Marx folgerte, dass es keine Rehabilitierung des „Stoffwechsels zwischen Mensch und Natur“ geben werde, solange alle stofflichen Aspekte nur eine Nebensache des eigentlichen Produktionszweckes – der Vermehrung des Kapitals – bleiben.

Aufbau und Inhalt

Das Buch von Saito ist in acht Kapitel untergliedert. Im ersten Kapitel (13-44) beschreibt er, welche Opfer die „imperiale Lebensweise“ – ein Begriff der von Brand/​Wissen 2017 geprägt wurde – fordert. Die „imperiale Lebensweise“ ist von Massenkonsum und Massenproduktion gekennzeichnet und abhängig von der Auslagerung der Produktion in den globalen Süden. Die „Externalisierungsgesellschaften“ (Lessenich 2018) schaffen unaufhörlich Peripherien, in die Belastungen abgewälzt werden. Bereits Marx hat auf drei Auslagerungsmethoden hingewiesen: die technische, die räumliche und die zeitliche Auslagerung. Das weitere Auslagern der Belastungen erweist sich als zunehmend schwierig und führt zu Gefühlen der Unsicherheit und Krise. „Durch den Klimawandel bleibt der Bevölkerung der Industrienationen nichts anderes mehr übrig, als sich der Realität, die sie mitverursacht hat, zu stellen“ (43).

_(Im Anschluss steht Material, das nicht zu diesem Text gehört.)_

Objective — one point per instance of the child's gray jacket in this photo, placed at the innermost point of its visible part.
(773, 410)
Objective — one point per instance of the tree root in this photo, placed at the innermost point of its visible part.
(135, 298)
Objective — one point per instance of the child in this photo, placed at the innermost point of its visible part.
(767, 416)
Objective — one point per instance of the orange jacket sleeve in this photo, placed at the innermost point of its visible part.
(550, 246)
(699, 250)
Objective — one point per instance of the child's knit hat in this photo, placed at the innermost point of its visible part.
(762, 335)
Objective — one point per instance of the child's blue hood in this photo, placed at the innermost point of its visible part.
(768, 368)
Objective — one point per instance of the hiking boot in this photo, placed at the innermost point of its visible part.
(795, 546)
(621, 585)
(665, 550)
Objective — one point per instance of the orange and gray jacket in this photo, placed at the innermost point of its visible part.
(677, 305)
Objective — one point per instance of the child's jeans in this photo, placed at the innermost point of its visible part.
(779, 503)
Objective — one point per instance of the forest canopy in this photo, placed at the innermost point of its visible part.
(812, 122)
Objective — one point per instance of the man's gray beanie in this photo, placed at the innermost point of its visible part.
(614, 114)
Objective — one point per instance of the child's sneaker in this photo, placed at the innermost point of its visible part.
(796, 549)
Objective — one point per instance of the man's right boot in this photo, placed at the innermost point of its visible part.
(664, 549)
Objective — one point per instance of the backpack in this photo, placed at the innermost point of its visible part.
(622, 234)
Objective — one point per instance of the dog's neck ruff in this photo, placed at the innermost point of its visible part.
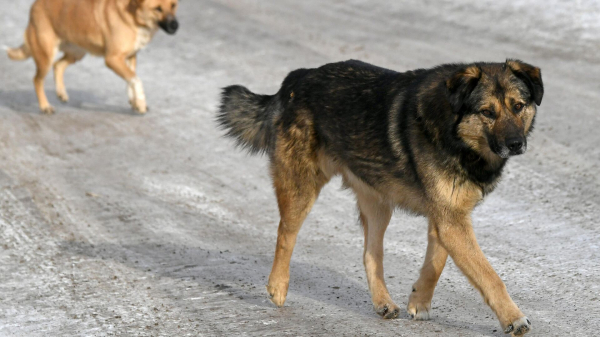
(144, 36)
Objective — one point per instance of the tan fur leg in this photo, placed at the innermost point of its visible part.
(132, 63)
(59, 74)
(375, 215)
(419, 303)
(118, 63)
(457, 236)
(42, 43)
(298, 181)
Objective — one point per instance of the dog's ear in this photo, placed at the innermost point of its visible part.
(532, 76)
(461, 84)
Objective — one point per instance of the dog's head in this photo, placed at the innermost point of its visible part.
(153, 13)
(497, 103)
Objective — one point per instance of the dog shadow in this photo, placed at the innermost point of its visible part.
(243, 277)
(25, 101)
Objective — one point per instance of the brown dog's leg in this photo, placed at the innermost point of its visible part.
(42, 42)
(118, 63)
(419, 303)
(298, 181)
(375, 216)
(457, 236)
(59, 74)
(132, 63)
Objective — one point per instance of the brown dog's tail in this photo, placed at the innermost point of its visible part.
(249, 117)
(18, 54)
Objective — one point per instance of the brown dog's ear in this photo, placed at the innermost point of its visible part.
(461, 84)
(532, 76)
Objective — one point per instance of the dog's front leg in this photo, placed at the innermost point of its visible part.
(137, 98)
(457, 237)
(375, 216)
(419, 303)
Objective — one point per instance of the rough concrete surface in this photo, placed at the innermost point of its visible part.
(117, 224)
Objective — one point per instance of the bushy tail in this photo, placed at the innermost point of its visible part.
(248, 117)
(19, 54)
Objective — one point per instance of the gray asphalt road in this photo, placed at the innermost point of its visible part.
(116, 224)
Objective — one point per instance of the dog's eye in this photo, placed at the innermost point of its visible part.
(518, 107)
(488, 113)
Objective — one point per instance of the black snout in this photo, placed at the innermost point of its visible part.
(169, 25)
(515, 145)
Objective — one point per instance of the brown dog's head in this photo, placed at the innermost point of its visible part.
(153, 13)
(498, 106)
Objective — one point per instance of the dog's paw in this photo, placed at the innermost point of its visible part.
(48, 110)
(140, 107)
(419, 311)
(277, 293)
(419, 305)
(519, 327)
(387, 310)
(62, 96)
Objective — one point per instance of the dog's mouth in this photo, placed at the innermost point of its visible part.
(508, 149)
(169, 25)
(505, 152)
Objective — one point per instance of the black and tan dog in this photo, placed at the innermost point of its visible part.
(114, 29)
(432, 142)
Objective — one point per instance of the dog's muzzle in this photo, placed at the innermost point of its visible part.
(169, 24)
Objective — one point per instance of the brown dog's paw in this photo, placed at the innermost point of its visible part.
(62, 96)
(277, 294)
(519, 327)
(49, 110)
(388, 310)
(419, 311)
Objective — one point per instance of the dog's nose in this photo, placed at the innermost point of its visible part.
(515, 144)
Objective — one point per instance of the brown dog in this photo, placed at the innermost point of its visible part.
(115, 29)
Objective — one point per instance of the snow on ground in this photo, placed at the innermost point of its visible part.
(116, 224)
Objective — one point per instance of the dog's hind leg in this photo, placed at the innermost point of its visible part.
(59, 72)
(132, 63)
(375, 215)
(43, 43)
(457, 236)
(118, 63)
(298, 180)
(419, 303)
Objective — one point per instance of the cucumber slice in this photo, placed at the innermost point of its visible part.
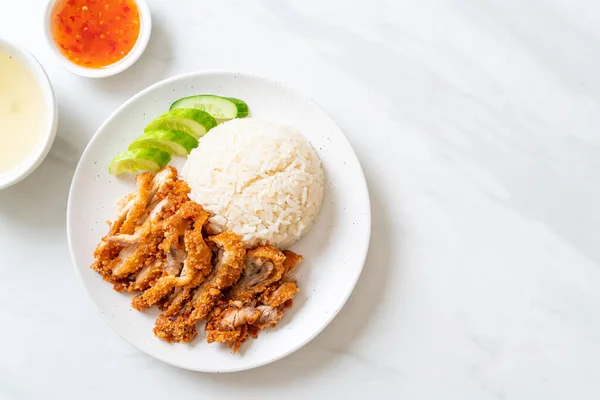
(188, 120)
(173, 142)
(139, 160)
(222, 108)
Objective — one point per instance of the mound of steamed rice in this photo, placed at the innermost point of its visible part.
(259, 179)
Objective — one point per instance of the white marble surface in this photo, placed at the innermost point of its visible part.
(476, 123)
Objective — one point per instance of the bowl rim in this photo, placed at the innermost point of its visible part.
(39, 153)
(112, 69)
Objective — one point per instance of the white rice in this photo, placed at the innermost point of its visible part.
(259, 179)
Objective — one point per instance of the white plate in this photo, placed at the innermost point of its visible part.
(334, 251)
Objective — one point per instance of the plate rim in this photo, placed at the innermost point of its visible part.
(365, 194)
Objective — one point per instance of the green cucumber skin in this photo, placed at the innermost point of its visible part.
(152, 137)
(200, 118)
(193, 102)
(158, 157)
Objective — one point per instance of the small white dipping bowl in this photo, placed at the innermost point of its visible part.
(39, 152)
(112, 69)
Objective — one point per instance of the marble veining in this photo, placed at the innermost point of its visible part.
(476, 123)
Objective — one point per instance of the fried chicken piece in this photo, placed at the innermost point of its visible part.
(248, 312)
(170, 330)
(182, 265)
(264, 266)
(180, 326)
(127, 248)
(225, 273)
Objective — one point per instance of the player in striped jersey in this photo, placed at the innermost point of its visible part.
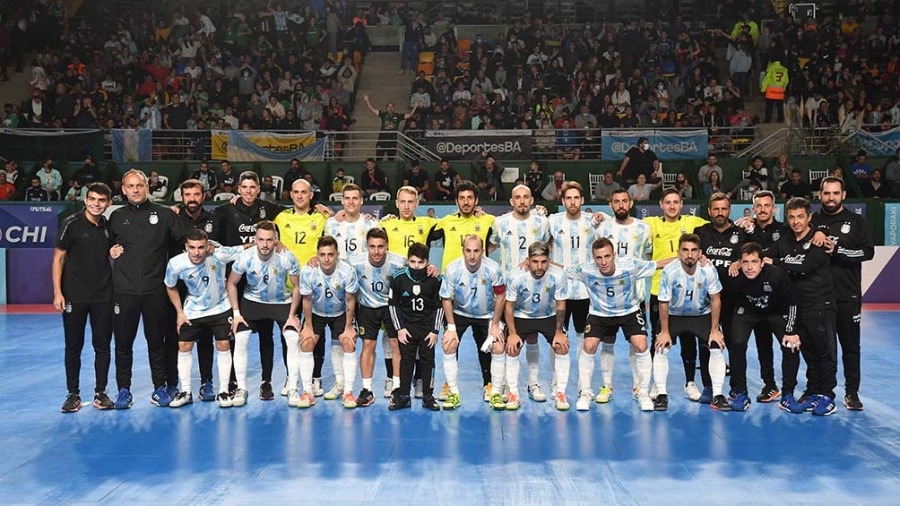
(513, 233)
(690, 305)
(329, 300)
(300, 229)
(266, 298)
(205, 308)
(666, 231)
(632, 239)
(350, 234)
(612, 285)
(535, 304)
(454, 228)
(473, 296)
(570, 240)
(375, 269)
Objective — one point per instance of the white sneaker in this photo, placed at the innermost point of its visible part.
(645, 402)
(317, 387)
(420, 388)
(584, 400)
(691, 391)
(536, 393)
(293, 398)
(335, 393)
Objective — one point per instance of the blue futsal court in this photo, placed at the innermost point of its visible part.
(269, 453)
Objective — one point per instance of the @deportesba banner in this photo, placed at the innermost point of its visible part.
(241, 146)
(469, 144)
(667, 144)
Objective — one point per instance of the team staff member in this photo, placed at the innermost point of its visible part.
(853, 245)
(764, 300)
(145, 231)
(192, 212)
(535, 304)
(417, 313)
(82, 289)
(666, 232)
(204, 310)
(808, 266)
(690, 305)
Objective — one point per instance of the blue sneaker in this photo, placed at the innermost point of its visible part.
(789, 404)
(207, 392)
(160, 397)
(740, 402)
(824, 406)
(125, 399)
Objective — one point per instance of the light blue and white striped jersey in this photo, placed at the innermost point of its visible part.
(616, 294)
(267, 279)
(571, 246)
(206, 283)
(688, 295)
(514, 236)
(536, 297)
(473, 293)
(375, 282)
(351, 237)
(329, 291)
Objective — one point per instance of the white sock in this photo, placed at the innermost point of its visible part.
(337, 361)
(661, 371)
(223, 364)
(645, 367)
(585, 370)
(717, 370)
(307, 364)
(292, 338)
(451, 372)
(562, 363)
(533, 358)
(512, 374)
(607, 362)
(632, 361)
(241, 341)
(498, 369)
(351, 364)
(185, 363)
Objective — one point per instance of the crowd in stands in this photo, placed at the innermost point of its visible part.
(234, 65)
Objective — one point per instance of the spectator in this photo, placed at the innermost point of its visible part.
(445, 181)
(7, 189)
(373, 179)
(641, 190)
(795, 186)
(606, 187)
(36, 193)
(418, 179)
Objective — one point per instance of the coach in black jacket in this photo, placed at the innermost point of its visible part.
(145, 231)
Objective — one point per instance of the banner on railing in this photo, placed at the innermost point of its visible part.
(29, 226)
(132, 145)
(470, 144)
(241, 146)
(667, 144)
(880, 143)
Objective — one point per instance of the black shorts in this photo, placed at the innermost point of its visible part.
(370, 320)
(220, 324)
(632, 324)
(693, 326)
(531, 327)
(335, 323)
(253, 312)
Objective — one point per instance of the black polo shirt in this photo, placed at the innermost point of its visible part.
(87, 273)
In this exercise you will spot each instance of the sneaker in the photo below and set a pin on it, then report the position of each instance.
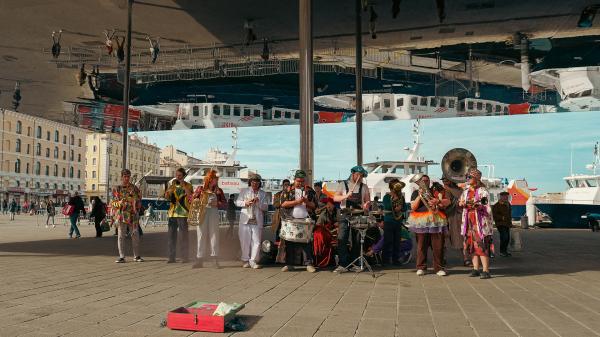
(485, 275)
(474, 273)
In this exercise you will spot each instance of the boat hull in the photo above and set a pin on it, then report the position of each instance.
(567, 215)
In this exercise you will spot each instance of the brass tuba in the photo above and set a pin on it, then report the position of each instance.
(456, 164)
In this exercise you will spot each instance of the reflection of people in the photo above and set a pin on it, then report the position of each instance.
(502, 217)
(429, 224)
(353, 194)
(296, 203)
(126, 202)
(178, 195)
(208, 231)
(253, 202)
(477, 224)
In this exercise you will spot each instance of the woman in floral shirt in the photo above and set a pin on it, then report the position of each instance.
(125, 207)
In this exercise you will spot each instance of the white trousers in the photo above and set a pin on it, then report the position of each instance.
(250, 240)
(208, 232)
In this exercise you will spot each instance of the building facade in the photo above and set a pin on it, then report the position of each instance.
(39, 158)
(104, 162)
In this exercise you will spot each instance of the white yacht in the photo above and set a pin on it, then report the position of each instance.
(581, 197)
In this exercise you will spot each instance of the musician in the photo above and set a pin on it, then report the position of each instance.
(178, 195)
(353, 194)
(276, 218)
(323, 234)
(253, 201)
(127, 200)
(428, 222)
(393, 216)
(453, 212)
(208, 230)
(296, 203)
(477, 227)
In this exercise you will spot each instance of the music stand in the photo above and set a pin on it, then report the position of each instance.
(361, 260)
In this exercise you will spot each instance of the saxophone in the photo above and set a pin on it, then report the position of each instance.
(198, 208)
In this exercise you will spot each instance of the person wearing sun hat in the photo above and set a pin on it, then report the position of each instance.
(352, 194)
(296, 203)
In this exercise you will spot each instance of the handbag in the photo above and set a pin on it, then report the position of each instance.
(68, 210)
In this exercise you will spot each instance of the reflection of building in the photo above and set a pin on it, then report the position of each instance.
(103, 148)
(39, 157)
(171, 159)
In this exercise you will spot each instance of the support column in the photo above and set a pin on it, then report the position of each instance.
(306, 89)
(358, 72)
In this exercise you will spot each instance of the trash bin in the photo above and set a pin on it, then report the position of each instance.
(524, 222)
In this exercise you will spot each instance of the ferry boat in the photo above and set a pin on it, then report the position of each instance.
(390, 106)
(582, 196)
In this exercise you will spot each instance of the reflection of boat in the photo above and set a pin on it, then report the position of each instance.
(389, 106)
(582, 196)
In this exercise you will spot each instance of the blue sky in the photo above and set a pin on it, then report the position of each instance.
(535, 147)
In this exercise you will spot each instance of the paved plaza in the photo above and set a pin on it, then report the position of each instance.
(53, 286)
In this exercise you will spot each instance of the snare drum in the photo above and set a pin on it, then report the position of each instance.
(297, 230)
(362, 221)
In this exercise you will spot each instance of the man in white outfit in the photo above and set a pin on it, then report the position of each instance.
(254, 203)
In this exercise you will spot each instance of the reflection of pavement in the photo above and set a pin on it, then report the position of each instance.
(54, 286)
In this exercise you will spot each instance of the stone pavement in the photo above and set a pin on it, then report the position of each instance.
(53, 286)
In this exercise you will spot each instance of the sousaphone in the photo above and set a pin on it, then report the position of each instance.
(457, 163)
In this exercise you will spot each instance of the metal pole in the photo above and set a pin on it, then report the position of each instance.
(306, 88)
(125, 115)
(358, 71)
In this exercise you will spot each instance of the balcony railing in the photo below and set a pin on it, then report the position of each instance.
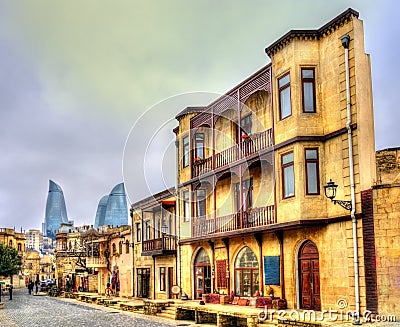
(234, 222)
(247, 147)
(165, 243)
(95, 262)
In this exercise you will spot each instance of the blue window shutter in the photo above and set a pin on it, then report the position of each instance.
(272, 270)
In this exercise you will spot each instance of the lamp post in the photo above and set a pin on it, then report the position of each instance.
(330, 193)
(122, 240)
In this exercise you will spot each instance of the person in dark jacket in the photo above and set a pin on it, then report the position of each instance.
(10, 287)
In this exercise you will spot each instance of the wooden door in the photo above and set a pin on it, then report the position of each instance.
(310, 297)
(170, 281)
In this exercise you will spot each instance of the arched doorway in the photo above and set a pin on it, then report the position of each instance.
(202, 274)
(310, 297)
(247, 281)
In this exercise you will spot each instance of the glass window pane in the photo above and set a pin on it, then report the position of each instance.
(256, 286)
(307, 73)
(286, 109)
(312, 177)
(311, 154)
(308, 97)
(284, 80)
(186, 151)
(289, 181)
(237, 282)
(287, 158)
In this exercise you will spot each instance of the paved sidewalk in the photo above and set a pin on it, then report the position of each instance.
(30, 311)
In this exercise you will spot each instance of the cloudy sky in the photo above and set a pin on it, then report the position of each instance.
(77, 76)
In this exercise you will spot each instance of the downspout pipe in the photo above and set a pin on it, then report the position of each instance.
(345, 42)
(177, 221)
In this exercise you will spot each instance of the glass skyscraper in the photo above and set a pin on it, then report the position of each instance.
(101, 212)
(56, 211)
(112, 209)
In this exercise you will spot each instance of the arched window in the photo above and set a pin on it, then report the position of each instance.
(202, 273)
(246, 273)
(127, 246)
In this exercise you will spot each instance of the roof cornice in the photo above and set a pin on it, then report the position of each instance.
(312, 34)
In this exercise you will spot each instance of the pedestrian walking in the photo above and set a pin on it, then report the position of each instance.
(10, 287)
(30, 287)
(68, 285)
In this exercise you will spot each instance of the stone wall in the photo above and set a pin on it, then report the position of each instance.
(387, 240)
(388, 166)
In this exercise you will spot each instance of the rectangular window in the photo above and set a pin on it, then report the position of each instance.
(186, 206)
(312, 171)
(162, 278)
(185, 151)
(201, 203)
(288, 175)
(199, 145)
(308, 86)
(246, 194)
(246, 126)
(147, 230)
(138, 233)
(285, 107)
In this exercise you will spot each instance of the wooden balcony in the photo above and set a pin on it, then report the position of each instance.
(96, 262)
(159, 246)
(240, 221)
(246, 148)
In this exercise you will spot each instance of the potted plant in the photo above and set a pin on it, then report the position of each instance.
(198, 160)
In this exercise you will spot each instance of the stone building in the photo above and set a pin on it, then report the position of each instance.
(384, 233)
(155, 252)
(10, 237)
(109, 258)
(253, 165)
(31, 266)
(34, 239)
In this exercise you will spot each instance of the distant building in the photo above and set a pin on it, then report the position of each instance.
(112, 209)
(101, 212)
(56, 211)
(34, 239)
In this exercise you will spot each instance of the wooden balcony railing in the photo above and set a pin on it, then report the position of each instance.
(164, 243)
(247, 147)
(96, 262)
(234, 222)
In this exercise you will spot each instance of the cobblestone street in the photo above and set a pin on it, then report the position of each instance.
(28, 310)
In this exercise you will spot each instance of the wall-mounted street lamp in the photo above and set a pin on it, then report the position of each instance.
(330, 193)
(122, 240)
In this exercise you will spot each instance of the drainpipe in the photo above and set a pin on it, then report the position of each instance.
(177, 215)
(345, 42)
(133, 254)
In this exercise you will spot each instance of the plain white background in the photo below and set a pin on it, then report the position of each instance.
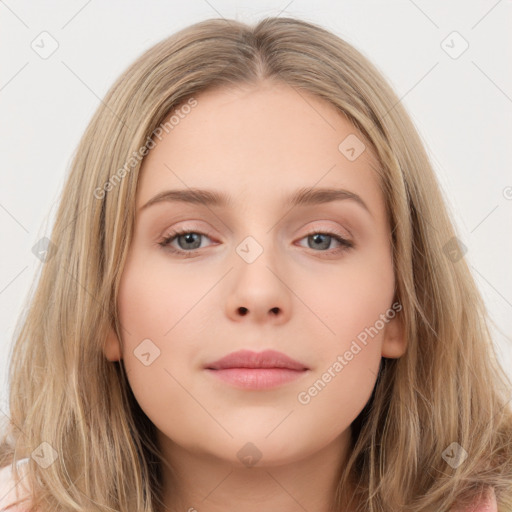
(460, 100)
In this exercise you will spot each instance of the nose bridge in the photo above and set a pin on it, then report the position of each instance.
(257, 288)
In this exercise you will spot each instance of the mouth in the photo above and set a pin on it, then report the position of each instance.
(257, 370)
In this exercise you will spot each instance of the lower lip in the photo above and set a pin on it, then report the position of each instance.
(257, 378)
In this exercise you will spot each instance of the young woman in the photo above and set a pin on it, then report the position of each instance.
(254, 298)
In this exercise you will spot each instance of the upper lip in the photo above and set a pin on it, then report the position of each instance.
(249, 359)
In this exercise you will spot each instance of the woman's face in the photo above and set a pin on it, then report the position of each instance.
(257, 272)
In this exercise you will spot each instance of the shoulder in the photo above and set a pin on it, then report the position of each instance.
(486, 502)
(10, 492)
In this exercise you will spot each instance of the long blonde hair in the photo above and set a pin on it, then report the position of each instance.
(447, 388)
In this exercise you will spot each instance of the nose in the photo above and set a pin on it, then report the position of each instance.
(258, 292)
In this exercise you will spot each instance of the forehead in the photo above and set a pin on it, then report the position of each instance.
(259, 143)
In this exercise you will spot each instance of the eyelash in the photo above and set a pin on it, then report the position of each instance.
(165, 243)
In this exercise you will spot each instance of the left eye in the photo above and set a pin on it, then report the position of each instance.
(189, 242)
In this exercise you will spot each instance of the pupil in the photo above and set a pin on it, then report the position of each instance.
(189, 239)
(317, 238)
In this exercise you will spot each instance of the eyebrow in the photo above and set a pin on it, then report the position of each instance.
(302, 197)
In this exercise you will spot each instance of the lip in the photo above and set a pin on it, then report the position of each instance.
(256, 370)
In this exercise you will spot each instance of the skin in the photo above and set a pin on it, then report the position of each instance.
(259, 144)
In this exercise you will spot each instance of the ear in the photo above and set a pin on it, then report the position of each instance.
(394, 343)
(112, 346)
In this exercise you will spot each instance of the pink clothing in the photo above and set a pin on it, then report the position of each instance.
(9, 493)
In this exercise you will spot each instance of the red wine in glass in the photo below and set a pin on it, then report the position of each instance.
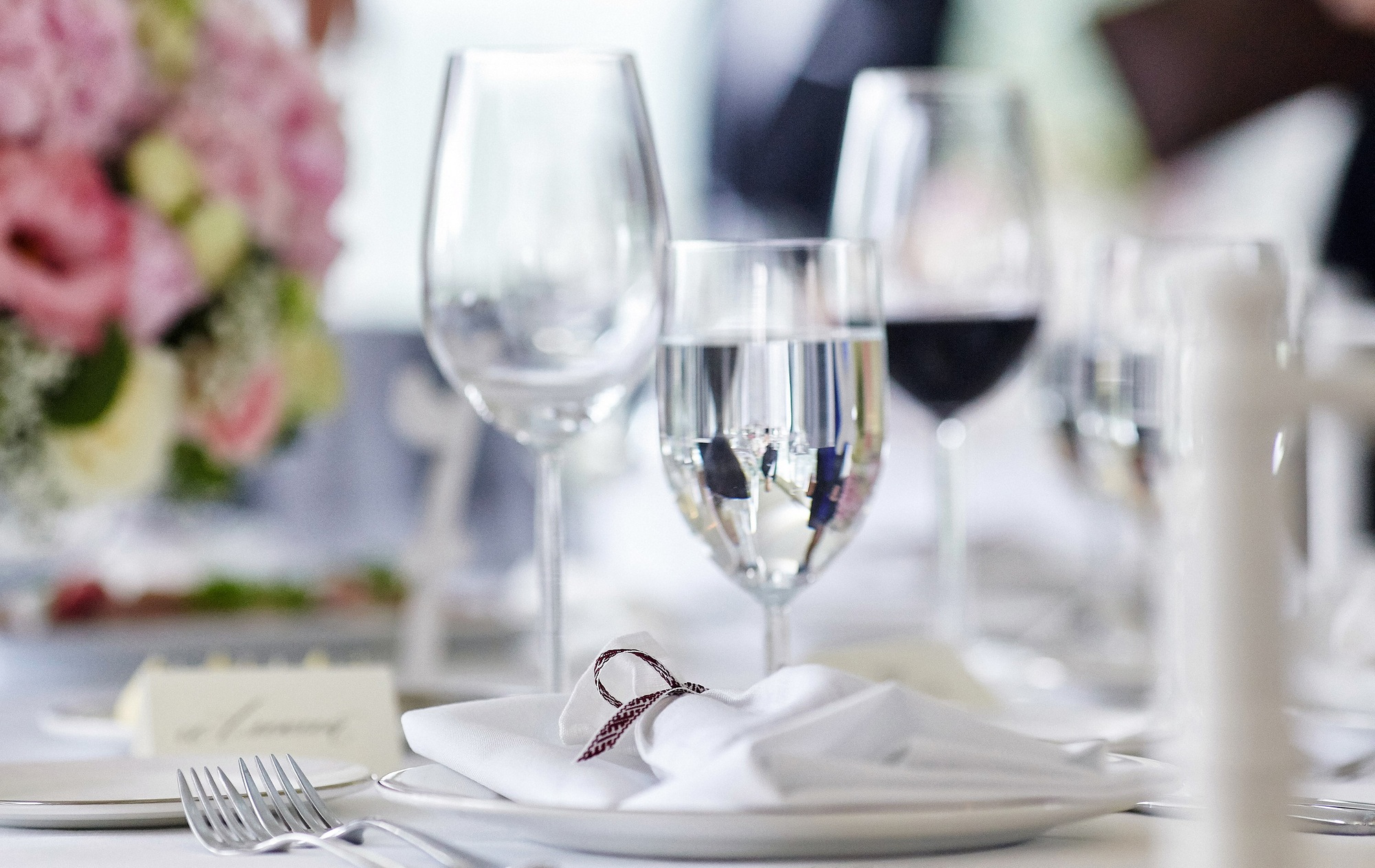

Im zweiten Kapitel (45-76) erläutert Saito die Grenzen des Klima-Keynesianismus. Mit dem sogenannten Green New Deal werde der Klima-Wandel als Chance für das weitere Wachstum der Wirtschaft genutzt. „Der Green New Deal umfasst umfangreiche Konjunkturpakete und öffentliche Investitionen zur Förderung von erneuerbaren Energien und Elektroautos“ (46). Dieses Projekt zielt auf die absolute Entkopplung von Emissionsmenge und Wirtschaftswachstum ab. Mit Bezug auf Rockström, Jackson und Smil hält Saito das Erreichen einer absoluten Entkopplung für eine Illusion. Der Green New Deal ist für ihn Greenwashing unter dem Deckmantel der Sorge um die Umwelt. Die echte Alternative ist für ihn das Degrowth-Konzept, das er in Kapitel drei vorstellt (77-105) Degrowth strebt Gleichheit und Nachhaltigkeit an. „Es handelt sich hierbei also um eine Verlagerung von Quantität (Wachstum) hin zu Qualität (Entwicklung), einen umfassenden Plan zur Umstellung auf ein Wirtschaftsmodell, das sich auf die Verringerung wirtschaftlicher Ungleichheiten, die Ausweitung der sozialen Sicherheit und die Vergrößerung der Freizeit konzentriert und dabei die planetaren Grenzen beachtet“ (102).

Im Kapitel vier (107-151) widmet sich Saito der Neuinterpretation von Marx unter Berücksichtigung seiner Anlehnung an Liebig und Fraas und dem Konzept der Commons. Mit Commons sind gemeinschaftlich produzierte, organisierte und genutzte Güter sowie gesellschaftlich geteilter und verwalteter Reichtum gemeint. „Die ganze Erde sollte nach Marx' Vorstellung einer kommunistischen Gesellschaft als Common gemeinsam verwaltet werden.“ (109) Auch Negri/​Hardt und Zizek betonen den Zusammenhang von Commons und Kommunismus. Marx' Vision einer zukünftigen Gesellschaft hat sich, wie Saito belegt, vom Produktivismus der 1840er bis 1850er Jahre zum Degrowth-Kommunismus der 1870er bis 1880er Jahre entwickelt.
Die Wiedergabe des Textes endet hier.